La muerte del conductor David Carlos Abreu Quesada a manos de una turba de motoristas en Santiago ha reavivado el debate sobre el control de motocicletas en República Dominicana. El trágico suceso, que conmocionó al país, llevó a la ministra de Interior y Policía, Faride Raful, a pedir este lunes una mayor fiscalización y cumplimiento de la ley sobre el uso de estos vehículos.
Faride Raful: El Desorden Motorizado que Cobra…
La funcionaria hizo estas declaraciones tras la reunión de la Fuerza de Tarea Conjunta, encabezada por el presidente Luis Abinader. Raful calificó la situación como una "cultura del desorden" que no puede continuar. "El desorden que están haciendo muchos motociclistas en el país no puede seguirse permitiendo", enfatizó la ministra, destacando que el uso irregular de motocicletas representa uno de los principales desafíos en materia de seguridad ciudadana.
La proliferación de motocicletas en las calles dominicanas se ha convertido en un problema multifacético. Más allá de los accidentes de tránsito, estos vehículos están vinculados a distintos problemas que afectan la convivencia social y el orden público. Desde robos y asaltos hasta el transporte de sustancias ilícitas, las motocicletas se han convertido en herramientas para diversas actividades delictivas debido a su agilidad y facilidad para evadir controles.
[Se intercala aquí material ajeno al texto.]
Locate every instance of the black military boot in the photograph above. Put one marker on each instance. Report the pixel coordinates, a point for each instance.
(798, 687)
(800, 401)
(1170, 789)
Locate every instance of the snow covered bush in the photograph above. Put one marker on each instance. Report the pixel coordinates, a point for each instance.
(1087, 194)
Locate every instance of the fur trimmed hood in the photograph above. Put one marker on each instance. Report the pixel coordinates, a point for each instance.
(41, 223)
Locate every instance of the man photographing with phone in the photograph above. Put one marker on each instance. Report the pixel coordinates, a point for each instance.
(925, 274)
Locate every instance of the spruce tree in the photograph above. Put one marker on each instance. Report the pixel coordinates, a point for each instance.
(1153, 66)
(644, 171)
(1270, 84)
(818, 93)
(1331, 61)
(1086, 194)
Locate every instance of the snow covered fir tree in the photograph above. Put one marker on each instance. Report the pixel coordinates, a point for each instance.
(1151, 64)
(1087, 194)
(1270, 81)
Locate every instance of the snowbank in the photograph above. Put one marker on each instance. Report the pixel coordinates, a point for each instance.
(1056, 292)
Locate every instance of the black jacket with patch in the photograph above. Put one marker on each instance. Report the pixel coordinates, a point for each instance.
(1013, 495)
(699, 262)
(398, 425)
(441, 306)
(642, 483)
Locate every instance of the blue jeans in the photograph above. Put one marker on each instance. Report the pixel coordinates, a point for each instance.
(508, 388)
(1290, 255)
La muerte de Abreu Quesada expone la gravedad del problema. El conductor fue víctima de una turba de motoristas, lo que revela no solo la impunidad con la que operan algunos grupos, sino también la falta de control efectivo por parte de las autoridades. Este tipo de incidentes, que antes parecían aislados, se han vuelto más frecuentes, generando temor entre los conductores y peatones.
El llamado de la ministra Raful llega en un momento crítico
El llamado de la ministra Raful llega en un momento crítico. La sociedad dominicana ha expresado su preocupación por la creciente sensación de inseguridad en las calles, especialmente en zonas urbanas donde la concentración de motocicletas es mayor. Los ciudadanos exigen no solo más controles, sino también una reeducación vial que promueva el respeto a las normas y la convivencia pacífica.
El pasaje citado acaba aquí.